Serial jest kontynuacją niezwykle popularnego w końcu lat dziewięćdziesiątych w Wielkiej Brytanii programu komediowego "Armstrong and Miller", którego trzon stanowi duet komików – Alexander Armstrong oraz Ben Miller. Panowie nie wiedzą, czym jest poprawność polityczna, a ich sarkazm i ironia nie znają końca. W każdym z odcinków wcielają się w wiele postaci i odgrywają pełne absurdu skecze. Bohaterem jednego z nich jest rozwiedziony ojciec, który igra ze swoim synem, odpowiadając mu na całkiem niewinne pytania w szczery do bólu sposób. W innym skeczu komicy przedstawiają niepoprawnego dentystę, który opowiada swoim pacjentom o imprezach swingersów, w których sam uczestniczy oraz o problemach swojego psa z prostatą.
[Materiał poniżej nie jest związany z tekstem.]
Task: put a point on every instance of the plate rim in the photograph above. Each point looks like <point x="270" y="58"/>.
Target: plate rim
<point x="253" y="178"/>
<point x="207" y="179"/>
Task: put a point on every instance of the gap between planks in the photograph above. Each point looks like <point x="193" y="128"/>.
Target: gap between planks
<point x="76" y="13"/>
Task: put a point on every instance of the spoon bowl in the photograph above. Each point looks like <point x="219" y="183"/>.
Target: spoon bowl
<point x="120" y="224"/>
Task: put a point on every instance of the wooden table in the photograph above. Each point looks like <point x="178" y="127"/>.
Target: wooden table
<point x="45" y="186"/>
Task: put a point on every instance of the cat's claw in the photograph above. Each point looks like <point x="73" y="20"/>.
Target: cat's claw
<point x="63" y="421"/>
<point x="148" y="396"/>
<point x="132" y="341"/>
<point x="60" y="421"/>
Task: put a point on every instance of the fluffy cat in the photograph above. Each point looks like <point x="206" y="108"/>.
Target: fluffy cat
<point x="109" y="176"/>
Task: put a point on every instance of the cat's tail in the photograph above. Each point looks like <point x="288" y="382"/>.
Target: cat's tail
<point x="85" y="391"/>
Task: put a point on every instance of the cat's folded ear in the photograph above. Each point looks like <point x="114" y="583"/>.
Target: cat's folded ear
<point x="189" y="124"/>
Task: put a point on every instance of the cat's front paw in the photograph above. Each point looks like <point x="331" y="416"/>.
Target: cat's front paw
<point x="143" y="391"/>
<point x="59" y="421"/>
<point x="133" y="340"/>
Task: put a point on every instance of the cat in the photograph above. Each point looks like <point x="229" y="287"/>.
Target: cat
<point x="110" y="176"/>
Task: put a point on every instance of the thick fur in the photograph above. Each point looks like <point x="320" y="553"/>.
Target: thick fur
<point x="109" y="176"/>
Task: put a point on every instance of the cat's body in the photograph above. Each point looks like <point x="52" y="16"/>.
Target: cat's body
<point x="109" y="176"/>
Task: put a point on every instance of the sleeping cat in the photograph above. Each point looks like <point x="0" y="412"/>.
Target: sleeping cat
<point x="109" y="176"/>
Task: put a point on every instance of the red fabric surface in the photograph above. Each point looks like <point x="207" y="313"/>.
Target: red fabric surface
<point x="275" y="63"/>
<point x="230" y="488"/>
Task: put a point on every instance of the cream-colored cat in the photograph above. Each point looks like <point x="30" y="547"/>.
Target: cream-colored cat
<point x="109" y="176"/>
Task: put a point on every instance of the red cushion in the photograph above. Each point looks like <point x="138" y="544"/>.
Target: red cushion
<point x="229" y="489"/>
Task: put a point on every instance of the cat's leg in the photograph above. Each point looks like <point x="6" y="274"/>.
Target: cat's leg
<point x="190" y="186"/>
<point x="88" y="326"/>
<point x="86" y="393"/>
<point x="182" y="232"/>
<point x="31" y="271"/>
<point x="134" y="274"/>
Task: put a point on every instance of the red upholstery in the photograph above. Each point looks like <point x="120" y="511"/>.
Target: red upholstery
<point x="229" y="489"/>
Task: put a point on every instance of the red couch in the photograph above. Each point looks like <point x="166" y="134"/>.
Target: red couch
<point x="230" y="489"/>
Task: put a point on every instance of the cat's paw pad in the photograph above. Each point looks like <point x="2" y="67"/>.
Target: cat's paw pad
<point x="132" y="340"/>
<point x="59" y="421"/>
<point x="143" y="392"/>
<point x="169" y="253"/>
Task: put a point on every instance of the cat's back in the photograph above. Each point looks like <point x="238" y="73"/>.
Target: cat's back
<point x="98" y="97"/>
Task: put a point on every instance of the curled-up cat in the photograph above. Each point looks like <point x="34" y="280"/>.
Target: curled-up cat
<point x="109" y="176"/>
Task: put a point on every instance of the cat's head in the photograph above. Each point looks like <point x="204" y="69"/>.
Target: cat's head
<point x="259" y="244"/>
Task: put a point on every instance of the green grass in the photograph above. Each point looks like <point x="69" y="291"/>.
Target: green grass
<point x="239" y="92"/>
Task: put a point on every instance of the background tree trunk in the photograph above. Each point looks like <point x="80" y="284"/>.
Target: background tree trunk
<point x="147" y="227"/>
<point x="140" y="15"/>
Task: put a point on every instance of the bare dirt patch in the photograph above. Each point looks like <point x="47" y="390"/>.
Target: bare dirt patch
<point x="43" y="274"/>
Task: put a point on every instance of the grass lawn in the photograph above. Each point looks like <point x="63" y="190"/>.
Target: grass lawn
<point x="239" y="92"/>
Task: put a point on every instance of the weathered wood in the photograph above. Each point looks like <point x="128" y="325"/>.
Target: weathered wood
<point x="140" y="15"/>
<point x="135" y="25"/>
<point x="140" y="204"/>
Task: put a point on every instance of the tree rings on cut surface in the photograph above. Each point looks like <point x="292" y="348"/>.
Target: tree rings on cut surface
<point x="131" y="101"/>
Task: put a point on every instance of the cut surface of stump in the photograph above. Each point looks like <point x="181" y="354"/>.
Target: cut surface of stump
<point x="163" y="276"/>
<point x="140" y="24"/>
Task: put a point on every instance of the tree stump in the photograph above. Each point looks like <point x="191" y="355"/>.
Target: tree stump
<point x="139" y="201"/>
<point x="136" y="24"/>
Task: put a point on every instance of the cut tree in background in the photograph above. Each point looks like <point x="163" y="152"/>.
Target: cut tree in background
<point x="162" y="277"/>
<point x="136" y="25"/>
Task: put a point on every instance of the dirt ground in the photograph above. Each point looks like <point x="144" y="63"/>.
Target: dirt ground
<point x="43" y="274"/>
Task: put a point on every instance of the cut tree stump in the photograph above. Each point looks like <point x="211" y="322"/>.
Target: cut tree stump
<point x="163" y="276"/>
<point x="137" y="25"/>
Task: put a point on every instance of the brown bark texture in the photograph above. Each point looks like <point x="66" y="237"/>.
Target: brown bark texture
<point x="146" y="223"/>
Serial "Armstrong i Miller Show" zyskał sobie rzesze fanów w Wielkiej Brytanii. Zdaniem "The Guardian" jest on "świetnie napisany, wyśmienicie zagrany, nietuzinkowy i prześmiewczy". "The Stage" chwalił go natomiast za "solidnie zrobione i przezabawne skecze".

Alexander Armstrong i Ben Miller przez cztery sezony z powodzeniem występowali w programie "Armstrong and Miller". Osobno zagrali m.in. w: "Life Begins" (Armstrong) oraz "The Worst Week of My Life" (Miller). W "Armstrong i Miller Show" możemy także zobaczyć Tygera Drew-Honey ("Outnumbered"), Davida Armanda ("Elizabeth: The Golden Age") oraz Katherine Jakeways ("Extras").
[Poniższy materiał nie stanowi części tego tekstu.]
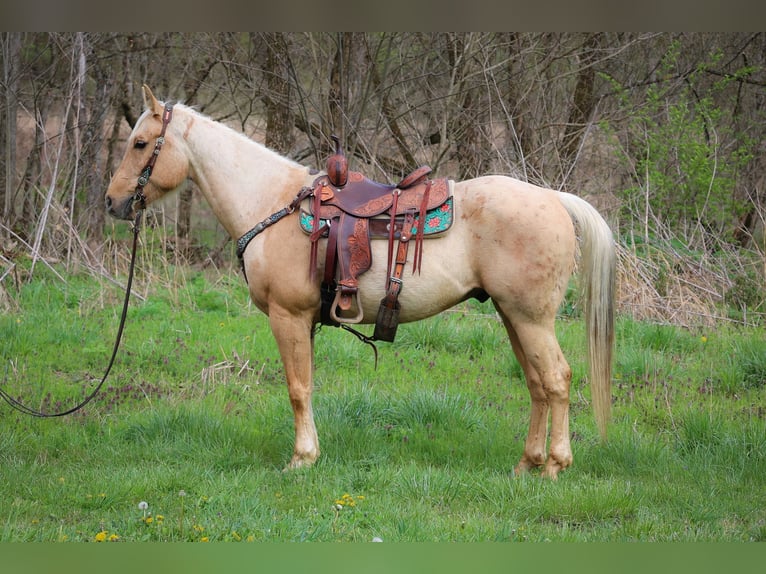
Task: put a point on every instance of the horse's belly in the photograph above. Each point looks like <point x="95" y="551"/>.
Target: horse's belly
<point x="446" y="277"/>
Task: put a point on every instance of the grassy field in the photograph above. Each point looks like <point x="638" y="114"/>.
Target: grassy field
<point x="189" y="437"/>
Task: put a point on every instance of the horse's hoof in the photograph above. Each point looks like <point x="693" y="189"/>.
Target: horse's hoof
<point x="299" y="462"/>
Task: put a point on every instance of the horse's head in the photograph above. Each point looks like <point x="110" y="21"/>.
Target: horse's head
<point x="168" y="173"/>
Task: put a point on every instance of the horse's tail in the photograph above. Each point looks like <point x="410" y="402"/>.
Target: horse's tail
<point x="597" y="268"/>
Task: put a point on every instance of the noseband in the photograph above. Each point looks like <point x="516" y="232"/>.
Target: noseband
<point x="146" y="173"/>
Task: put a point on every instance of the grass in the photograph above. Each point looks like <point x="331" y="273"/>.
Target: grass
<point x="196" y="423"/>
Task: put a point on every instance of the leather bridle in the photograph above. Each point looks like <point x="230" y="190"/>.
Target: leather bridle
<point x="140" y="198"/>
<point x="146" y="173"/>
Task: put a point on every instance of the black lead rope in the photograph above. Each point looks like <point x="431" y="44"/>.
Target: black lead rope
<point x="16" y="404"/>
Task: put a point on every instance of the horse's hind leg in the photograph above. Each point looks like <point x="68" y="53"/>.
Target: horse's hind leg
<point x="548" y="378"/>
<point x="295" y="340"/>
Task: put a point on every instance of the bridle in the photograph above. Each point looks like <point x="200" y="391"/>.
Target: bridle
<point x="140" y="199"/>
<point x="146" y="173"/>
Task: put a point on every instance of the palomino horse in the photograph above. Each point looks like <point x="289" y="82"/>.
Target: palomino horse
<point x="510" y="240"/>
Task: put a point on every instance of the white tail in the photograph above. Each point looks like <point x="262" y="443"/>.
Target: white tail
<point x="597" y="267"/>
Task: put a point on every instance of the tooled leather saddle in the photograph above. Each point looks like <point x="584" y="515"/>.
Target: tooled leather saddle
<point x="350" y="210"/>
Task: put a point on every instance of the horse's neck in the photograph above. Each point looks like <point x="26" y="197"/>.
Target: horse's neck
<point x="243" y="181"/>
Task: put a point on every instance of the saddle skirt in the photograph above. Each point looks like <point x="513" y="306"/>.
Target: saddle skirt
<point x="353" y="215"/>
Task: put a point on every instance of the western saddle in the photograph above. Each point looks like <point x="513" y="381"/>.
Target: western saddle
<point x="350" y="210"/>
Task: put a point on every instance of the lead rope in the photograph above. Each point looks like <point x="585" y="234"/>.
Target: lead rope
<point x="16" y="404"/>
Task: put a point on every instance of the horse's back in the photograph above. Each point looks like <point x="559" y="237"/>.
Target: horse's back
<point x="509" y="239"/>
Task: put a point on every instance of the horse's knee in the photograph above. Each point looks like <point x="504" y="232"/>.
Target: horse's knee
<point x="556" y="386"/>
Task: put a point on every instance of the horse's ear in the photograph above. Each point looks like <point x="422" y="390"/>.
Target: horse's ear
<point x="150" y="102"/>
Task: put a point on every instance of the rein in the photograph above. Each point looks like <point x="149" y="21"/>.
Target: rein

Autorem scenariusza jest Jeremy Dyson, znany z Ligi Dżentelmenów. Reżyserią zajął się Dominic Brigstocke ("I'm Alan Partridge", "Smack the Pony" oraz "Green Wing"), a produkcją Mario Stylianides ("Bromwell High" i "Drop Dead Gorgeous") oraz Caroline Norris ("SMarteenies" i "Dead Ringers").

Pierwszy sezon "Armstrong i Miller Show" składa się z siedmiu półgodzinnych odcinków. Za jego produkcję odpowiedzialna jest stacja BBC 1. Zdjęcia do serialu zrealizowano w lutym i w marcu 2007 roku w londyńskim BBC Television Centre.
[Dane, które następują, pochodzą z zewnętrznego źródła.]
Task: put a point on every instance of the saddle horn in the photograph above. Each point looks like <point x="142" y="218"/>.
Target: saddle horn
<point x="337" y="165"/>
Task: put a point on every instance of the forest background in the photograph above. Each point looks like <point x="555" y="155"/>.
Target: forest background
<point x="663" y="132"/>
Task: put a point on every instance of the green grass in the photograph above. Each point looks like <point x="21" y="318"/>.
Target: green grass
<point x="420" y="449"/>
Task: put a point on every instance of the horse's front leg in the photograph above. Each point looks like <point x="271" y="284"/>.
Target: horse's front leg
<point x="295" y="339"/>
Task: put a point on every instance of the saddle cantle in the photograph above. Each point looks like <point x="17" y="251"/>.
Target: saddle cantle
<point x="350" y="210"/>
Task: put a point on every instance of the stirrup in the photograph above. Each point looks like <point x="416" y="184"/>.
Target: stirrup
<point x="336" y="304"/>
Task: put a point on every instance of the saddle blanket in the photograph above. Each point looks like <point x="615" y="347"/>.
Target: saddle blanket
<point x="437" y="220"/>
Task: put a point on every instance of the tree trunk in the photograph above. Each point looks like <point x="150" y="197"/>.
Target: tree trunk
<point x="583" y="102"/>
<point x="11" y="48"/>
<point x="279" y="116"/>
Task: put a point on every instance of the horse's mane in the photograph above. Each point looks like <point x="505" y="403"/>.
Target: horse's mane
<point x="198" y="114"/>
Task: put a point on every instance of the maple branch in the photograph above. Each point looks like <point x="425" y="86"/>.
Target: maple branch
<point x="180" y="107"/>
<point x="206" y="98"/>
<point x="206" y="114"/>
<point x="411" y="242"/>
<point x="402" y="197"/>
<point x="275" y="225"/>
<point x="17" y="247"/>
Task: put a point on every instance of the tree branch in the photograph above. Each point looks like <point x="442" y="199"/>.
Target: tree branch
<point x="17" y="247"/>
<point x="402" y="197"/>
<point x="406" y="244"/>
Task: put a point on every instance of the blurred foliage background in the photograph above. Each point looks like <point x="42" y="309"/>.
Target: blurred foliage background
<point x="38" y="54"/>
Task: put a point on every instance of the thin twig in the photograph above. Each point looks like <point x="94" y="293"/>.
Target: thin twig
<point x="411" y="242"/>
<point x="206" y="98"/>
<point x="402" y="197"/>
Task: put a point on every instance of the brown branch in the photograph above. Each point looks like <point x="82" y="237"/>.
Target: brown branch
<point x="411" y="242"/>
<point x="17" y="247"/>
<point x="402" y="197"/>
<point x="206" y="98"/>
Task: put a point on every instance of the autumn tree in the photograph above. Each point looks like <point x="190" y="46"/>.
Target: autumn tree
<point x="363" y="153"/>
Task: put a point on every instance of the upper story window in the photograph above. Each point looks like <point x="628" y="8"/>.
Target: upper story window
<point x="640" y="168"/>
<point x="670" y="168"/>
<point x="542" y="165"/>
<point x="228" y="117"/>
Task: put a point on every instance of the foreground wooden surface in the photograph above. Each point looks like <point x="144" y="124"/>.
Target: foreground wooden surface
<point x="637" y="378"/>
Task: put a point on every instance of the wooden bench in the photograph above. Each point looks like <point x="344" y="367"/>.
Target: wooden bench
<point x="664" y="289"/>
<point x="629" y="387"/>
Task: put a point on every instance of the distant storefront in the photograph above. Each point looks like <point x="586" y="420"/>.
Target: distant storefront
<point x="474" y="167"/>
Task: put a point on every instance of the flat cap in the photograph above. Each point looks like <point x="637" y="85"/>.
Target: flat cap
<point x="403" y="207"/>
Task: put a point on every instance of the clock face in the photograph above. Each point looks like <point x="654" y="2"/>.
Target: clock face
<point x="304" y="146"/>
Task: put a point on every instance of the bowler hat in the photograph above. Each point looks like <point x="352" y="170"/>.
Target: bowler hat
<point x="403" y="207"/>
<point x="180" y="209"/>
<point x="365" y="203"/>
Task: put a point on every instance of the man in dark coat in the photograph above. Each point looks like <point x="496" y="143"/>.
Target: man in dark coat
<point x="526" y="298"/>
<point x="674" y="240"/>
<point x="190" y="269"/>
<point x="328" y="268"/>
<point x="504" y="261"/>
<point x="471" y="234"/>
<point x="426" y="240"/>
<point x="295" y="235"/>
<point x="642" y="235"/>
W Polsce serial będzie można oglądać od 21 sierpnia w każdy czwartek o godz. 20:30 w HBO Comedy, powtórki tego samego dnia o północy oraz w sobotę o godz. 10:00, również w HBO Comedy.
su_up / 2008-08-03 10:22 / _
o oczywiscie siorbać Bytom:)
needle / 2008-08-02 00:10 / Bez rangi
1/
Pewna para była świeżo po ślubie - dwa tygodnie temu było wesele. Mąż jakkolwiek wielce w małżonce zakochany, nabrał ochoty, by spotkać się ze starymi kumplami i poimprezować w ich ulubionym barze. Zaczął więc się ubierać i mówi do żony:
- Kochanie, wychodzę, ale wrócę niedługo.
- A dokąd idziesz misiaczku? - zapytała żona.
- Idę do baru, ślicznotko. Mam ochotę na małe piwko.
- Chcesz piwo mój ukochany? - żona podeszła do lodówki, otworzyła drzwi i zaprezentowała mu 25 różnych rodzajów piwa z 12 różnych krajów: Niemiec, Holandii, Anglii i innych.
Mąż stanął zaskoczony i jedyne, co zdołał z siebie wydusić:
- Tak, tak cukiereczku... ale w barze... no wiesz... te schłodzone kufle...
Nie zdążył skończyć, gdy żona mu przerwała:
- Chcesz do piwa schłodzony kufel? Nie ma problemu - I wyjęła z zamrażarki wielki, oszroniony kufel.
Ale mąż, choć nieco już blady z wrażenia, nie dawał za wygraną:
- No tak skarbie, ale w barach mają takie naprawdę świetne i pyszne przystawki... Nie będę długo. Wrócę naprawdę szybko, obiecuję.
- Masz ochotę na przystawki, niedźwiadku? - Żona otworzyła drzwi szafki, a tam: słone paluszki, orzeszki, chipsy, pieczone skrzydełka, marynowane grzybki i wiele innych smakołyków.
- Ale kochanie... w barze... no wiesz... te męskie gadki, przeklinanie, niewyszukany język...
- Chcesz przekleństw, moje ciasteczko? Zatem pij to kur*****e piwo z j******o zmrożonego kufla i żryj te pier*****e przystawki!!! Jesteś teraz, do ciężkiego ch**a żonaty i nigdzie k***a nie wyjdziesz!!! Pojąłeś, s***u!?

2/
Facet poszedł na piwo z kolegami. Żona "nakazała" mu powrót do godziny pierwszej w nocy. Niestety mężusiowi pobyt w barze kapeńkę się przedłużył, więc po cichutku, wracając o godzinie trzeciej, stara się wśliznąć niezauważony do mieszkania. Wszystko szło po jego myśli do czasu, gdy stan wskazujący na nadmierne spożycie zaplątał mu w przedpokoju nogi w kapcie żonki. Obudzona połowica zaczęła besztać mężusia słowami, których przytoczyć tutaj nie mogę (ogranicza mnie regulamin NK).
Nagle z zegara wiszącego obok, wyskakując raz po raz, kukułka wydała z siebie trzykrotne : kuku, kuku, kuku.
Niespeszony tym pijaniuśki mąż, chcąc zbić żonę z pantałyku, zwrócił się do kukułki mówiąc:
-Wiem, jest pierwsza. Nie musisz mi o tym trzy razy przypominać.


3/
Matematyka życiowa:

Człowiek = jedzenie + spanie + praca + imprezowanie
Osioł = jedzenie + spanie
Widzimy więc, że
Człowiek = osioł + praca + imprezowanie
idąc tym tropem
Człowiek - imprezowanie = osioł + praca
czyli innymi słowy
Człowiek, który nie imprezuje jest osłem, który pracuje...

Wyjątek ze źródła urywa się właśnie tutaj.